On Jul 4, 2007, at 10:40 AM, David Jencks wrote:
> We've run into a bit of a problem with javaee app clients and
> logins. We need the same security configuration to support both
> remote access to openejb and web services security. Remote access
> to openejb currently requires a "remote login" that ends up with an
> identity token on the client that is sent to openejb in each
> request, and that openejb uses to look up the previously logged in
> Subject. The web services security involves the client login
> configuration putting a private credential containing the username/
> password to use for the web services call into the Subject. I
> can't figure out how to combine a "server side" login module that
> produces the identity token with a client side login module that
> produces the private credential. If I can't figure out how to do
> this I have some doubts many of our users will be able to figure it
> out either. I things there's general agreement that the remote
> login mechanism is a bad idea and should be removed in favor of
> some kind of security assertion idea. I really don't like how the
> remote login occurs over a completely different channel than the
> openejb remote calls themselves.
Took me a couple times through reading this and I get the proposed
changes, though I did not follow the above part where you explain the
issue. I guess I'd like to understand the parameters of the problem
better before moving on to resolution details.

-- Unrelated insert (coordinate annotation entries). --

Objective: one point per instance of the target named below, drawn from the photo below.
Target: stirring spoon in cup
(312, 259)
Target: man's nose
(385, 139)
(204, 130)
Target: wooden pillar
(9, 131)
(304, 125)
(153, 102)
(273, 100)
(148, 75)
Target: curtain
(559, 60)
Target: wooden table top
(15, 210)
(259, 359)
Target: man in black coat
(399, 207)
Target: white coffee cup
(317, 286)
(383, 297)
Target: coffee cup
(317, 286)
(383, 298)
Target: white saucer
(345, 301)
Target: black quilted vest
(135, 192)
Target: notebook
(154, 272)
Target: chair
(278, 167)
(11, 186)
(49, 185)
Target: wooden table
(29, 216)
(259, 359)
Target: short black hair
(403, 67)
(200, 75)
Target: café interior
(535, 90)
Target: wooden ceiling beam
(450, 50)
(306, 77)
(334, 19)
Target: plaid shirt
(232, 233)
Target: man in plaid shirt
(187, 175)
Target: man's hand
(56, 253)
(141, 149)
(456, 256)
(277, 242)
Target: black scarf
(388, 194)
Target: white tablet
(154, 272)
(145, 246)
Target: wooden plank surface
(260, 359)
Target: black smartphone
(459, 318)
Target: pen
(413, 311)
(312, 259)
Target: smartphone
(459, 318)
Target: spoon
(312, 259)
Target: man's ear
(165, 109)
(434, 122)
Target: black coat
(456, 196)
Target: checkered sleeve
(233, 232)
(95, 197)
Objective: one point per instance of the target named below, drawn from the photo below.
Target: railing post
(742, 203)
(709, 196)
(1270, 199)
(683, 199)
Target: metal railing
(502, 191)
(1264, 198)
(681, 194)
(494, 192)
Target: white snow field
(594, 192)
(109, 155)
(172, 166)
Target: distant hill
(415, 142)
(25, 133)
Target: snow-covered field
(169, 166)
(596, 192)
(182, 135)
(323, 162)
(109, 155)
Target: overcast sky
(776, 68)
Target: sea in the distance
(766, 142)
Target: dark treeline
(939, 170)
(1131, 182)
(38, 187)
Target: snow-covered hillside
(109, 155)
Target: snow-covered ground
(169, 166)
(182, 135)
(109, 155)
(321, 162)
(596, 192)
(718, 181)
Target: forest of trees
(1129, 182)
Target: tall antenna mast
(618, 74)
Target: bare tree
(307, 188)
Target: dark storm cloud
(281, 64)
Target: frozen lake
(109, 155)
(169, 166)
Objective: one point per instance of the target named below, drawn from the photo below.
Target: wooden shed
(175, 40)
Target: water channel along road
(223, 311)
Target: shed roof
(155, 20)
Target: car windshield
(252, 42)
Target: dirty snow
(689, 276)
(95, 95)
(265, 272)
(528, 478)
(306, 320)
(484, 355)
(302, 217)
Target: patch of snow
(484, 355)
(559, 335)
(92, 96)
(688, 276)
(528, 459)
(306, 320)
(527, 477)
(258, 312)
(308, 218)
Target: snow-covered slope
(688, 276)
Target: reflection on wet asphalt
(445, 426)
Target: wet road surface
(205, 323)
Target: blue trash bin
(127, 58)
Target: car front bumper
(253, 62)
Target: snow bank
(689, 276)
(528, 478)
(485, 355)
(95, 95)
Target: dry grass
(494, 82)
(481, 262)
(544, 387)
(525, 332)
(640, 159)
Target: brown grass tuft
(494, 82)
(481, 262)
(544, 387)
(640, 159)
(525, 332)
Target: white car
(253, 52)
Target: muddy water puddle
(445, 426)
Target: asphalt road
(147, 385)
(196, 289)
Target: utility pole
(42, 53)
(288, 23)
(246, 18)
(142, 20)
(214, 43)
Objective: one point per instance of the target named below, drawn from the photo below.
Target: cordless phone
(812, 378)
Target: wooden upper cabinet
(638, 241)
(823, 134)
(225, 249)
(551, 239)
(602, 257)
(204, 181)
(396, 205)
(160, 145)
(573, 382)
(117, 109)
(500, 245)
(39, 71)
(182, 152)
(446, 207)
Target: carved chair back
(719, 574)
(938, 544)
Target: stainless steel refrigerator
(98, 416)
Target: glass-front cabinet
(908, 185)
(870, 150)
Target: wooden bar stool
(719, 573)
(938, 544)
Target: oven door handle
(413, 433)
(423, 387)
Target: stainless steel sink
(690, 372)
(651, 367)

Not so much a concern more curious, was this an issue during G
certification that just didn't have an affect on certification or has
something changed since then and this is a new issue?
How were we doing web services security before? Did it work for EJBs
too? (maybe that was the issue).
I really lost you when you stated an issue with web services security
then jumped to solving the problem in the protocol that doesn't use
web services. I can't figure out how these things connect.
Any help in understanding would be greatly appreciated.